El mordisco de Mike Tyson a la oreja de Evander Holyfield durante el combate por el título de los pesos pesados de 1997 le costó tres millones de dólares -la penalización máxima que permitía su bolsa de treinta millones de dólares- y un año de suspensión.
En cierto modo podríamos decir que Tyson fue víctima de su sistema de alarma cerebral, un sistema ligado al funcionamiento de la amígdala, situada en el antiguo cerebro emocional -al que se conoce como sistema límbico- que circunda el tallo cerebral.
La región prefrontal -el centro ejecutivo- está conectada a través de una especie de superautopista neuronal con la amígdala, que actúa a modo de sistema de alarma cerebral, un dispositivo que ha tenido un extraordinario valor para la supervivencia durante los millones de años de evolución del ser humano.
La amígdala es el banco de la memoria emocional del cerebro, el lugar en el que se almacenan todas nuestras experiencias de éxito, fracaso, esperanza, temor, indignación y frustración, actuando a modo de un centinela que supervisa toda la información que recibimos -es decir, todo lo que vemos y oímos, por ejemplo, instante tras instante- para valorar las amenazas y las oportunidades que van presentándose, cotejando lo que está ocurriendo con las pautas almacenadas de nuestras experiencias pasadas.
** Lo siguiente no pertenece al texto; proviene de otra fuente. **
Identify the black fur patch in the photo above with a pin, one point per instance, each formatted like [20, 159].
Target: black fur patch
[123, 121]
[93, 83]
En el caso de Tyson, el cabezazo que recibió de Holyfield desencadenó un aluvión de recuerdos de cuando, ocho meses antes, su contendiente hiciera lo mismo en otro combate por cuyo resultado se quejó ostensiblemente. Como consecuencia de todo ello, Tyson experimentó un «secuestro amigdalar», una reacción instantánea de consecuencias desastrosas.
A lo largo de la historia de la evolución, la amígdala ha recurrido a las pautas de la memoria almacenadas para registrar y responder de inmediato a cuestiones tales como «¿soy su presa o es la mía?», situaciones en las que el hecho de detenerse a ponderar o reflexionar el caso hubiera resultado ciertamente suicida.
De modo que la respuesta cerebral ante las situaciones críticas sigue ateniéndose todavía a esa misma estrategia ancestral -agudizar los sentidos, detener el pensamiento complejo y disparar repuestas automáticas reflejas-, una estrategia que en la vida actual puede tener consecuencias lamentables.